In Summers County, the City of Hinton Flood Mitigation (stormwater system) attracted CDBG-MIT funding in the amount of $4,350,000. The project is aimed at improving stormwater service to 1,240 existing customers and make 57 acres resilient to flooding. The city will install 3,600 linear feet of storm drain piping, 24 drop inlets, 800 feet of long box culverts, 600 feet of open channel grated drains and 48 feet roof drain piping.

"Any investment in infrastructure means a great deal, and this is a sizable investment into an infrastructure project," said Hinton Mayor Jack Scott. "Our system is not antiquated, but it needed separated. I think most cities have issues related to stormwater runoff. If you look at our topography as steep as it is, those issues could become even more severe.

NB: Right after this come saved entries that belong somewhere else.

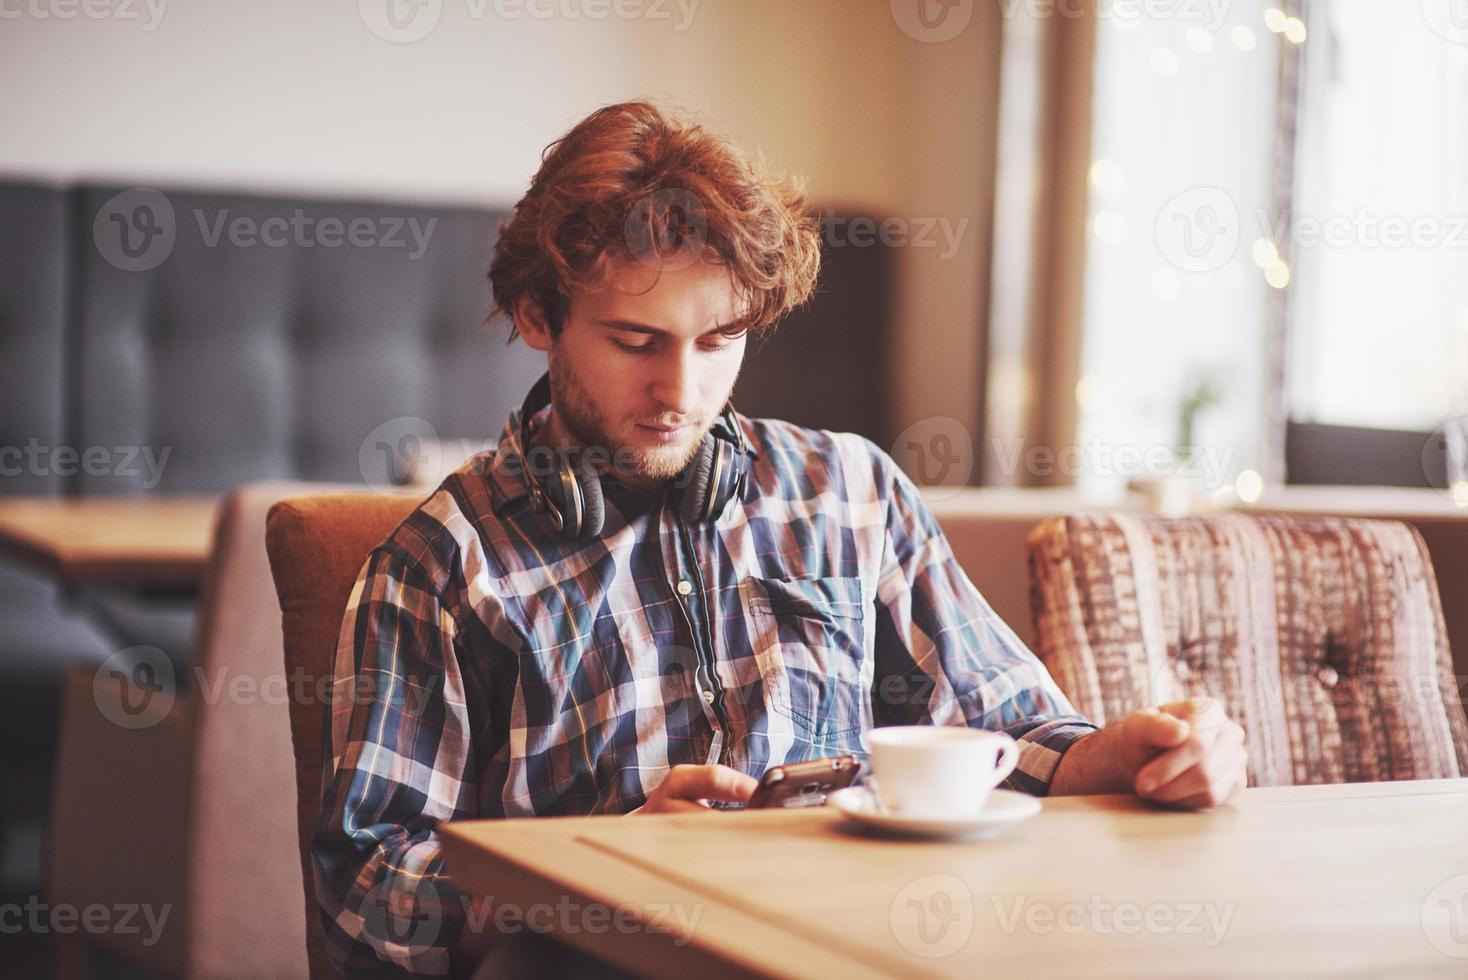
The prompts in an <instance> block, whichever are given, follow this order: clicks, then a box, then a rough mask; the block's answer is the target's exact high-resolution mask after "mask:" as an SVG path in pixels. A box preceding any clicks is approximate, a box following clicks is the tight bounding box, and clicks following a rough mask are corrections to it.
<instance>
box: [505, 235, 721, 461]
mask: <svg viewBox="0 0 1468 980" xmlns="http://www.w3.org/2000/svg"><path fill="white" fill-rule="evenodd" d="M738 323H740V311H738V308H737V296H735V292H734V285H733V282H731V279H730V274H728V271H727V270H725V268H722V267H721V266H716V264H712V263H694V264H691V266H688V267H686V268H678V270H668V268H665V270H662V273H661V276H659V273H658V271H656V270H653V268H649V267H646V266H642V264H639V263H625V264H622V266H621V267H618V270H617V273H614V274H612V276H611V279H609V282H608V285H606V286H605V288H602V289H599V290H595V292H577V293H575V295H574V296H573V298H571V304H570V311H568V314H567V321H565V326H564V327H562V330H561V334H559V336H558V337H556V339H555V340H552V339H551V336H549V332H546V330H545V329H542V327H537V326H533V324H530V329H528V330H526V326H527V324H524V323H521V334H523V336H524V337H526V342H527V343H528V345H530V346H533V348H536V349H537V351H546V356H548V361H549V368H551V405H552V409H551V423H549V428H548V430H546V433H545V436H546V440H548V442H551V443H552V445H556V443H561V442H562V440H570V442H571V443H574V445H580V446H599V447H605V449H606V450H608V452H609V453H611V458H612V461H614V462H612V469H614V474H615V477H617V478H618V480H619V481H621V483H624V484H628V486H631V487H640V489H652V487H655V486H656V484H658V483H661V481H664V480H669V478H672V477H675V475H677V474H678V472H680V471H681V469H683V468H684V467H686V465H687V464H688V461H690V459H691V458H693V455H694V453H696V452H697V449H699V445H700V443H702V442H703V436H705V434H706V433H708V430H709V427H711V425H712V424H713V423H715V421H716V420H718V415H719V412H721V411H722V409H724V405H725V402H727V401H728V398H730V392H731V390H733V389H734V381H735V380H737V379H738V370H740V365H741V364H743V361H744V340H746V337H744V334H743V333H740V334H738V336H734V337H731V336H730V334H728V333H727V329H730V327H731V324H733V326H737V324H738Z"/></svg>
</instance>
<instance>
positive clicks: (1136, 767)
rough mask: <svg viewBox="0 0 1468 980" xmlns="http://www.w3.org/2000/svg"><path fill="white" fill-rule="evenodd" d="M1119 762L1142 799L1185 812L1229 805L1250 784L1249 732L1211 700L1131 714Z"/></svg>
mask: <svg viewBox="0 0 1468 980" xmlns="http://www.w3.org/2000/svg"><path fill="white" fill-rule="evenodd" d="M1119 761H1120V763H1122V767H1123V770H1124V772H1126V775H1127V778H1130V780H1132V789H1133V791H1135V792H1136V795H1138V797H1141V798H1142V800H1151V801H1152V802H1160V804H1166V805H1169V807H1177V808H1180V810H1204V808H1207V807H1218V805H1223V804H1226V802H1229V801H1230V800H1233V797H1236V795H1238V794H1239V791H1240V789H1243V786H1245V785H1246V782H1248V776H1246V763H1248V753H1246V750H1245V748H1243V729H1242V728H1239V726H1238V725H1236V723H1235V722H1230V720H1229V717H1227V716H1226V714H1224V713H1223V704H1220V703H1218V701H1216V700H1214V698H1208V697H1196V698H1192V700H1191V701H1173V703H1171V704H1163V706H1158V707H1144V709H1142V710H1139V712H1133V713H1132V714H1129V716H1127V717H1126V720H1124V722H1122V734H1120V760H1119Z"/></svg>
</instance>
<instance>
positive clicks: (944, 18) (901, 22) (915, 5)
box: [891, 0, 973, 44]
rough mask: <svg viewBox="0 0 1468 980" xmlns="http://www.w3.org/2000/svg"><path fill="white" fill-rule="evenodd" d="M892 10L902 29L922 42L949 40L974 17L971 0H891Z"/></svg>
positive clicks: (971, 21) (968, 25) (913, 37)
mask: <svg viewBox="0 0 1468 980" xmlns="http://www.w3.org/2000/svg"><path fill="white" fill-rule="evenodd" d="M891 10H893V22H895V23H897V26H898V28H900V29H901V32H903V34H906V35H907V37H910V38H912V40H915V41H922V43H925V44H941V43H942V41H951V40H953V38H956V37H959V35H960V34H963V32H964V31H966V29H967V26H969V22H972V21H973V0H891Z"/></svg>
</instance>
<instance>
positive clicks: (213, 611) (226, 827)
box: [47, 483, 320, 979]
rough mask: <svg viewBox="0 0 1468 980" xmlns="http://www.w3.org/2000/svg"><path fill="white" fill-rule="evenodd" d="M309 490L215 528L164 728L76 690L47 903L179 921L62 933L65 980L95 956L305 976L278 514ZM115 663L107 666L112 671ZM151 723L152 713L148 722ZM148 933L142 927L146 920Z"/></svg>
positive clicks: (194, 971) (181, 968) (73, 700)
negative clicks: (266, 561) (156, 939)
mask: <svg viewBox="0 0 1468 980" xmlns="http://www.w3.org/2000/svg"><path fill="white" fill-rule="evenodd" d="M311 486H320V484H301V483H276V484H255V486H248V487H244V489H241V490H236V491H235V493H232V494H229V496H228V497H226V499H225V500H223V502H222V503H220V506H219V511H217V513H216V521H214V538H213V550H211V555H210V565H208V569H207V572H206V579H204V591H203V599H201V616H200V622H198V634H197V638H195V644H194V650H195V654H194V659H192V662H191V665H189V668H191V669H189V670H188V673H186V675H183V676H179V678H176V681H178V688H176V697H173V695H170V697H172V701H170V704H169V706H167V713H166V714H163V716H161V717H159V719H156V720H153V723H150V725H147V726H144V728H137V729H129V728H125V726H122V725H117V723H115V720H112V719H113V717H115V714H116V713H115V712H109V710H106V709H104V704H101V703H100V701H98V697H97V695H94V690H92V682H94V676H95V675H97V670H95V669H91V668H85V669H73V670H72V672H70V673H69V675H68V678H66V685H65V695H63V714H62V728H60V745H59V751H57V773H56V791H54V802H53V820H51V841H50V860H48V874H47V879H48V880H47V891H48V893H47V898H48V901H50V902H53V904H59V902H69V904H72V905H76V907H78V908H85V907H87V905H90V904H92V902H103V904H109V905H117V904H148V905H151V907H153V908H154V910H161V908H164V907H167V908H169V917H167V920H166V921H164V924H163V929H161V937H160V940H159V942H156V943H151V945H147V942H145V940H147V939H148V937H150V936H148V933H150V930H148V929H142V930H141V932H139V933H132V935H129V933H117V932H109V933H100V935H95V936H88V935H85V933H82V932H78V933H72V935H69V936H59V946H57V957H59V962H57V967H59V968H57V974H59V976H68V974H85V973H87V959H88V957H90V943H95V945H98V946H104V948H106V949H107V951H109V952H112V954H113V955H117V957H120V958H123V959H126V961H129V962H135V964H138V965H141V967H145V968H147V970H150V971H151V973H157V974H161V976H170V977H222V979H225V977H229V979H233V977H286V979H288V977H304V976H305V973H307V964H305V918H304V915H302V914H301V907H299V901H298V896H299V893H301V892H299V866H298V863H297V855H295V852H294V849H292V848H291V845H289V842H291V839H292V836H294V833H295V824H294V819H292V816H294V814H292V813H291V807H289V805H286V804H283V801H286V800H291V798H292V795H294V779H292V764H291V736H289V726H288V717H286V716H288V712H286V704H285V692H286V691H288V690H289V688H288V687H286V684H282V681H286V679H288V678H282V676H280V618H279V615H277V612H276V599H275V588H273V587H272V581H270V569H269V566H267V563H266V547H264V533H266V512H267V511H269V508H270V506H272V505H273V503H275V502H276V500H279V499H280V497H283V496H292V494H299V493H302V491H305V490H307V489H310V487H311ZM104 666H106V665H104ZM150 717H151V716H150ZM139 921H141V920H139Z"/></svg>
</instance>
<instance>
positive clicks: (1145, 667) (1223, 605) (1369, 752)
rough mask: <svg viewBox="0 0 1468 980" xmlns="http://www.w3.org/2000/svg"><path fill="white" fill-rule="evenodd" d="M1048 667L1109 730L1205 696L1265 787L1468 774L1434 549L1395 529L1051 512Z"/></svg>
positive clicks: (1047, 521)
mask: <svg viewBox="0 0 1468 980" xmlns="http://www.w3.org/2000/svg"><path fill="white" fill-rule="evenodd" d="M1029 563H1031V601H1032V606H1033V612H1035V626H1036V647H1038V650H1036V651H1038V654H1039V657H1041V659H1042V660H1044V662H1045V665H1047V666H1048V668H1050V670H1051V673H1053V675H1054V676H1055V679H1057V681H1058V682H1060V685H1061V688H1064V691H1066V694H1069V695H1070V698H1072V701H1073V703H1075V706H1076V709H1079V710H1080V712H1082V713H1085V714H1088V716H1091V719H1092V720H1095V722H1098V723H1105V722H1113V720H1117V719H1120V717H1124V716H1126V714H1127V713H1129V712H1132V710H1135V709H1138V707H1145V706H1148V704H1158V703H1164V701H1173V700H1180V698H1186V697H1192V695H1195V694H1211V695H1214V697H1218V698H1221V700H1223V701H1224V704H1226V706H1227V709H1229V713H1230V716H1232V717H1233V719H1235V720H1238V722H1239V723H1240V725H1243V728H1245V731H1246V732H1248V750H1249V782H1251V785H1257V786H1277V785H1296V783H1329V782H1365V780H1378V779H1430V778H1442V776H1464V775H1468V723H1465V720H1464V709H1462V698H1461V694H1459V685H1458V681H1456V679H1455V678H1453V673H1452V660H1450V657H1449V650H1447V635H1446V629H1445V628H1443V613H1442V604H1440V600H1439V597H1437V584H1436V581H1434V578H1433V566H1431V563H1430V562H1428V557H1427V549H1425V546H1424V544H1422V538H1421V537H1420V535H1418V534H1417V531H1415V530H1412V528H1411V527H1408V525H1405V524H1398V522H1392V521H1362V519H1351V518H1329V516H1308V515H1305V516H1301V515H1238V513H1232V515H1220V516H1210V518H1183V519H1166V518H1149V516H1129V515H1120V513H1105V515H1086V516H1069V518H1055V519H1051V521H1047V522H1044V524H1041V525H1039V527H1036V528H1035V530H1033V531H1032V533H1031V537H1029Z"/></svg>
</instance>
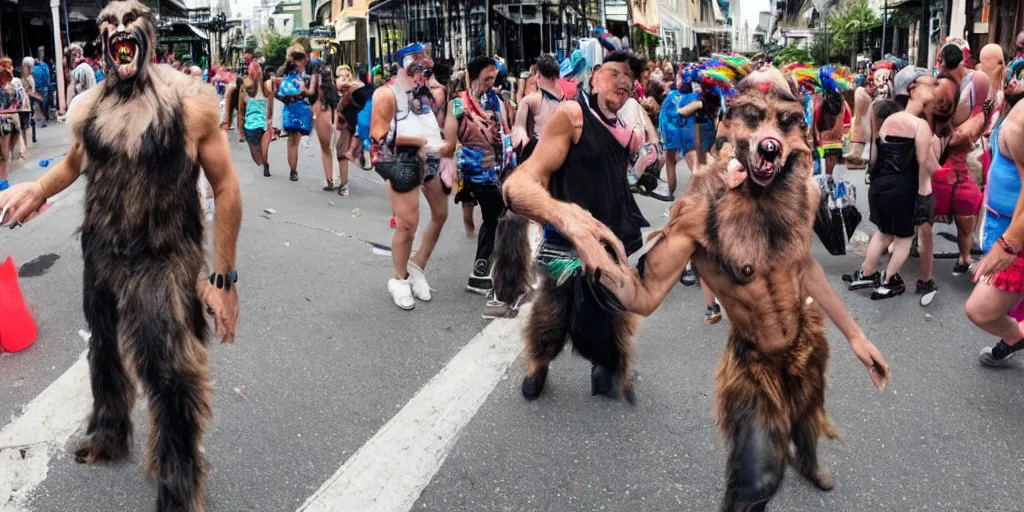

"So this is a tremendous asset for us to be able to eliminate the stormwater from our public sanitation system."

Scott said the stormwater portion of improvements is expected to begin in about two years, on the heels of a phase 1 project that is expected to take about 18 months.

"Think about the people in Minden," said Justice, and "all that those folks have been through."

"Then you think about the Town of Hinton in Summers County, you think for just a second about the rebirth of that town and all that's going on here."

Those municipalities are smaller reflections of West Virginia, the governor said. "We're moving, really transforming from a lot of tough days. A lot of really, really tough decades, if not even tough centuries.

... It's an exciting, exciting time in West Virginia."

Recommended applications include nine stormwater projects, two water treatment plant projects, two dam projects, one sanitary sewer line relocation project, and four planning projects. Over $40 million of the total recommended will fund projects that primarily serve low-to-moderate income individuals, according to the governor's office.

The grants announced at the events in Oak Hill and Craigsville also included $3,174,000 for the Town of Craigsville for the Craigsville PSD water plant relocation, $1,042,350 to the City of Summersville for the city's stormwater project, $250,000 to Region 4 and Region 2 (multi-county) for a Crossing the Bridge to Safety Planning Project, two projects at Marshall University, two projects for the City of Spencer, and projects at Camp Caesar and the Town of Addison, both in Webster County.

On top of the $24.3 million in CDBG-MIT grant funds announced at the Oak Hill and Craigsville events, another $41.5 million in CDBG-MIT funding was to be announced at additional events later in the day, bringing the total value of the grants announced in Phase 1 to $65.8 million.

West Virginia was approved by HUD for a grand total of $106.4 million in CDBG-MIT funds for hazard mitigation projects, meaning the state still has an additional $41.6 million available for eligible projects.

HUD requires that every funded project meets the HUD definition of mitigation: activities that increase resilience to disasters and reduce or eliminate the long-term risk of loss of life, injury, damage to and loss of property, and suffering and hardship, by lessening the impact of future disasters. HUD requires that at least 50 percent of CDBG-MIT funds directly benefit low-to-moderate income individuals and that 50 percent of CDBG-MIT funds directly benefit the most impacted and distressed areas determined by HUD (Clay, Kanawha, Greenbrier, Nicholas counties).

Region 1 and Region 4 planning development council representatives who assisted in the projects were among those on hand Tuesday, including Region 1 PDC Director Jason Roberts and Region 4 PDC Director John Tuggle.